GULF STREAM,[1] the name properly applied to the stream current which issues from the Gulf of Mexico and flows north-eastward, following the eastern coast of North America, and separated from it by a narrow strip of cold water (the Cold Wall), to a point east of the Grand Banks off Newfoundland. The Gulf Stream is a narrow, deep current, and its velocity is estimated at about 80 m. a day. It is joined by, and often indistinguishable from, a large body of water which comes from outside the West Indies and follows the same course. The term was formerly applied to the drift current which carries the mixed waters of the Gulf Stream and the Labrador current eastwards across the Atlantic. This is now usually known as the “Gulf Stream drift,” although the name is not altogether appropriate. See Atlantic.
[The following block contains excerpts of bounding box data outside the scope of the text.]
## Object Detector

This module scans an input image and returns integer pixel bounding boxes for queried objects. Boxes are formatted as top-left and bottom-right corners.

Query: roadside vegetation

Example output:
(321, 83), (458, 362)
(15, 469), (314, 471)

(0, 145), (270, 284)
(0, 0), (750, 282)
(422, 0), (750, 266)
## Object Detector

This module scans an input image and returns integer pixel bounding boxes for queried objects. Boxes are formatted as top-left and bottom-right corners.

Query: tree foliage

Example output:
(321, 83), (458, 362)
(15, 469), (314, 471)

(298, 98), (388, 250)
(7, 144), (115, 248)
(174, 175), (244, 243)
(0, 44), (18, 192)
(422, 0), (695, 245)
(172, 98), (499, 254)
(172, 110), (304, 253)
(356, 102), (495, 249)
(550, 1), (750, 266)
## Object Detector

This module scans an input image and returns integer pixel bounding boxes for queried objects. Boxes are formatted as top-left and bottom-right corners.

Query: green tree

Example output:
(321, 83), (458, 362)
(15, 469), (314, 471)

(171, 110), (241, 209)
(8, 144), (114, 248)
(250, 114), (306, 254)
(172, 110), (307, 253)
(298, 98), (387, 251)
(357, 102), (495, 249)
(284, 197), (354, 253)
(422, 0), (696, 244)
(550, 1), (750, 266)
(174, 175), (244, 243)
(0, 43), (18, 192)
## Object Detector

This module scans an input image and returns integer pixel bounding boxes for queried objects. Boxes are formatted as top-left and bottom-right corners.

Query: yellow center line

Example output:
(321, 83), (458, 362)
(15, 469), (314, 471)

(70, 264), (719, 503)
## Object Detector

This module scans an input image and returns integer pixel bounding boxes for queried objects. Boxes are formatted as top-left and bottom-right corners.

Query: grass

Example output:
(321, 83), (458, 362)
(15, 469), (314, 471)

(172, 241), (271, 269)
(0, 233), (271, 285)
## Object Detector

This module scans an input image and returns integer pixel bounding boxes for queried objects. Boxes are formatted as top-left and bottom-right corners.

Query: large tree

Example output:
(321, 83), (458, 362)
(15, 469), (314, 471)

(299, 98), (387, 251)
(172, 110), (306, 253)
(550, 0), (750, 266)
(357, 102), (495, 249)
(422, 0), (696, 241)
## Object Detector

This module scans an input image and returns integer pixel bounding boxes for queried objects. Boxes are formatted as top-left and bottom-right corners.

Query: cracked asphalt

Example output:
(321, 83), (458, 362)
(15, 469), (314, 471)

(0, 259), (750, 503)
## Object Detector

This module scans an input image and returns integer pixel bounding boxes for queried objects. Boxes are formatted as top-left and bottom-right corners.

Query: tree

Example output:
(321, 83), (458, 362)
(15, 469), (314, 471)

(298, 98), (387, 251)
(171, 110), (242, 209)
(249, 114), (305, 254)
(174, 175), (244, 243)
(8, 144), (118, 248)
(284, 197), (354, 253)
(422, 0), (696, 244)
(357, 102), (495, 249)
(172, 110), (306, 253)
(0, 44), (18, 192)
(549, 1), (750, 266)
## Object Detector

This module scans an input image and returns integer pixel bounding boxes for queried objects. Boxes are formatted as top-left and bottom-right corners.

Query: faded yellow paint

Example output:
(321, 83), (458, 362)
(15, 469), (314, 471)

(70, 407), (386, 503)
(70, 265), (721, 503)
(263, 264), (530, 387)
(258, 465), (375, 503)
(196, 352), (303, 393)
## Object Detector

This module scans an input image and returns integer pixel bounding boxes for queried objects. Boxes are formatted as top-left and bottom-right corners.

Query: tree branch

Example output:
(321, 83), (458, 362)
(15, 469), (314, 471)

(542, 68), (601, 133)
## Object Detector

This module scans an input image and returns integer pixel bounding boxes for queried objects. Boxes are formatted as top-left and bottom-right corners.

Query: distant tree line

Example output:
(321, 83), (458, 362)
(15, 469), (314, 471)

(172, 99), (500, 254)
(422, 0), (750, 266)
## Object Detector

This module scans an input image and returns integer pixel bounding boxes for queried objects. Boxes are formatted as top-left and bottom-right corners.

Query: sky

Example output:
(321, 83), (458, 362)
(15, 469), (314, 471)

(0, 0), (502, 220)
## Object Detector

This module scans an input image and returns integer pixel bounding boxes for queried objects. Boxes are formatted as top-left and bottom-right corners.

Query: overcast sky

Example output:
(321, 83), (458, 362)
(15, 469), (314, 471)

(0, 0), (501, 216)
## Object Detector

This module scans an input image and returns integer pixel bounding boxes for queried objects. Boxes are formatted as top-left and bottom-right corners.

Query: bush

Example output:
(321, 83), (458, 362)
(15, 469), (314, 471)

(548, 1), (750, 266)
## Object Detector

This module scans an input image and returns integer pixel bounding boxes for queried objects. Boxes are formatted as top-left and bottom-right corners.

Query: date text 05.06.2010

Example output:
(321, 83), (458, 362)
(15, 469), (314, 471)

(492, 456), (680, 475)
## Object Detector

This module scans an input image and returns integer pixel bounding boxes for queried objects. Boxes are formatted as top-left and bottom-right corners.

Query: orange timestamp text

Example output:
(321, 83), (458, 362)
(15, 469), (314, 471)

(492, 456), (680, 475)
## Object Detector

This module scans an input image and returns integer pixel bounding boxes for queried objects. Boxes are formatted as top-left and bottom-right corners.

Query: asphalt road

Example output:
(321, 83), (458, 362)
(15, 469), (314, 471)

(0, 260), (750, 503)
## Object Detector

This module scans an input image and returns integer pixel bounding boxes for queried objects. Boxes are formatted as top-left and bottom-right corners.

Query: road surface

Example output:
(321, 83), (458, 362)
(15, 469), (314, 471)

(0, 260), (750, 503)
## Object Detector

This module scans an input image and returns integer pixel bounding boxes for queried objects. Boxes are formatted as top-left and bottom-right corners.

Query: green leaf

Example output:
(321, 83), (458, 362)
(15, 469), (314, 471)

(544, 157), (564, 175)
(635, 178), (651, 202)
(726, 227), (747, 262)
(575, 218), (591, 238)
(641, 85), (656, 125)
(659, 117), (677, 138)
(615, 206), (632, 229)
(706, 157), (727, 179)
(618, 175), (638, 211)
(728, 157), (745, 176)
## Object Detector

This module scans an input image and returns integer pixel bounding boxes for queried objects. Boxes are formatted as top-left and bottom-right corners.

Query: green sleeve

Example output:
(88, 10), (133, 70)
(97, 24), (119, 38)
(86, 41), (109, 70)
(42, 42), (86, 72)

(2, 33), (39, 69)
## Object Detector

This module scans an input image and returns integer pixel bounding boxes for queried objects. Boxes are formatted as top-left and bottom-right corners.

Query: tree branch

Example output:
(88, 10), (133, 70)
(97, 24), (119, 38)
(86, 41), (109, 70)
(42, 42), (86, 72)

[1] The word “gulf,” a portion of the sea partially enclosed by the coast-line, and usually taken as referring to a tract of water larger than a bay and smaller than a sea, is derived through the Fr. golfe, from Late Gr. κόλφος, class. Gr. κόλπος, bosom, hence bay, cf. Lat. sinus. In University slang, the term is used of the position of those who fail to obtain a place in the honours list at a public examination, but are allowed a “pass.”